Instructions for "mini-gel" Electrophoresis using the Idea Scientific MINI-SLAB

(Original 1979, Revised September 1991) Copyright 1991, Idea Scientific.

Introduction

The Idea Scientific MINI-SLAB complements the other "mini" and "micro" equipment found in most laboratories and has been found to increase productivity dramatically. The utility of the MINI-SLAB derives from the following features which also make it markedly different from larger format electrophoresis.

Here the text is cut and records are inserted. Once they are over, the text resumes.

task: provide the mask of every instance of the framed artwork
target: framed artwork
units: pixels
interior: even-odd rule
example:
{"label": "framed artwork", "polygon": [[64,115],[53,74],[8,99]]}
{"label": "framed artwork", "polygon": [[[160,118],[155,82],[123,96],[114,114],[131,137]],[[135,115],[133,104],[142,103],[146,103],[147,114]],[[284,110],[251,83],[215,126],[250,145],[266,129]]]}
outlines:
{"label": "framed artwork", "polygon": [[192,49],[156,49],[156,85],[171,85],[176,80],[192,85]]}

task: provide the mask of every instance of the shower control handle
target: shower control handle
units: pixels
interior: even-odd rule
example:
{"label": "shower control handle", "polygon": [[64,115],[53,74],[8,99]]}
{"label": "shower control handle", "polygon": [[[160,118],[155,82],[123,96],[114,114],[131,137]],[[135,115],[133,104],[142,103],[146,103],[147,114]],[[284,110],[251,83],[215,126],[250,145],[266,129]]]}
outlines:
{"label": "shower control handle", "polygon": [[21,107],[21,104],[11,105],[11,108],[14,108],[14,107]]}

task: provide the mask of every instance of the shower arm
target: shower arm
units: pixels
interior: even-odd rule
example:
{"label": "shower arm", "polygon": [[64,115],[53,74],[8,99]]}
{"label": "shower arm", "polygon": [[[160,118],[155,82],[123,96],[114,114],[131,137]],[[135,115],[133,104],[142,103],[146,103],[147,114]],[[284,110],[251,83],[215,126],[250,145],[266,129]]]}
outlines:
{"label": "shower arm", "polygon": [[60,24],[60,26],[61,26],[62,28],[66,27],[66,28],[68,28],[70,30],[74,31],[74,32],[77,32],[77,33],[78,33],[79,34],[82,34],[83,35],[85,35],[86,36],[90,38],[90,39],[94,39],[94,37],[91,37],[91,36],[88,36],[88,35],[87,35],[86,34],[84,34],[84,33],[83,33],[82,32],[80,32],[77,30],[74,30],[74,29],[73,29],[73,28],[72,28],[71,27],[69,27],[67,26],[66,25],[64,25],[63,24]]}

  1. Electrophoresis with the MINI-SLAB is rapid (normally 20 to 90 minutes).
  2. Straining and destaining times are short.
  3. The system has extreme sensitivity.
  4. Several gels can be polymerized at once with economic storage for later use.
  5. MINI-SLAB gels can be easily dried and stored.

Items you may wish to purchase

  1. A Hamilton 700 series 10 ul syringe with a Chaney adapter works well for loading samples. Gels which are 0.8 and 1.0 mm thick can be loaded with Gel Loading Pipet Tips (Idea Scientific Product #7210).
  2. Extra 10x10 cm and 10x15 cm glass plates are available from Idea Scientific. Extra 8x10 glass plates can be purchased from Arthur H. Thomas Co. (Thomas Catalog #6686-M20 is a pkg. of 12, #6686-M23 is a pkg. of 144 plates). Thomas phone no. is 856-467-2000.
  3. Rolls of cellophane membrane for the gel dryer are available from Idea Scientific. (Product #1080).
  4. The small, rust-free binder clips are available from Idea Scientific.(Product #1062)

Casting of individual gels

  1. Be sure to use a comb and spacer set from the same matched set in which it was received. Idea Scientific comb and spacer sets are hand-matched so that all parts are within 0.01 mm of thickness. Using comb and spacer sets that differ by more than 0.02 mm in thickness can lead to the formation of a "skin" around a thinner comb while a comb which is too thick is difficult to force between the glass plates. Combs are made of either Teflon or of Vinyl. Teflon, a white pliable material, must be used if the gel is to be stored for more than a few days with the comb in it. Teflon combs are also easier to remove from high percentage gels. Vinyl combs which come in various colors and have been permanently non-stick coated by a special process, are easier to use than Teflon and can be used in all other cases. The vinyl spacers are provided in 20-cm lengths so that they can be customized for use with equipment made by other manufacturers. (To customize spacers, chop them to the desired length with a single-edged razor blade. Never use scissors, which may leave a burr.) (Note: If a comb is to be used with an agarose gel containing Ethidium Bromide, mark the comb and do not use it with non-Ethidium Bromide formulations. Ethidium Bromide inhibits the polymerization of acrylamide.)
  2. Trim spacers to approximate sizes (9.6 cm long spacers work well as both the side and bottom spacers for the 10.2 cm square plates). Make a glass sandwich as shown below. Positioning the glass plates with one plate approximately 2 mm higher than the other will make sample application easier.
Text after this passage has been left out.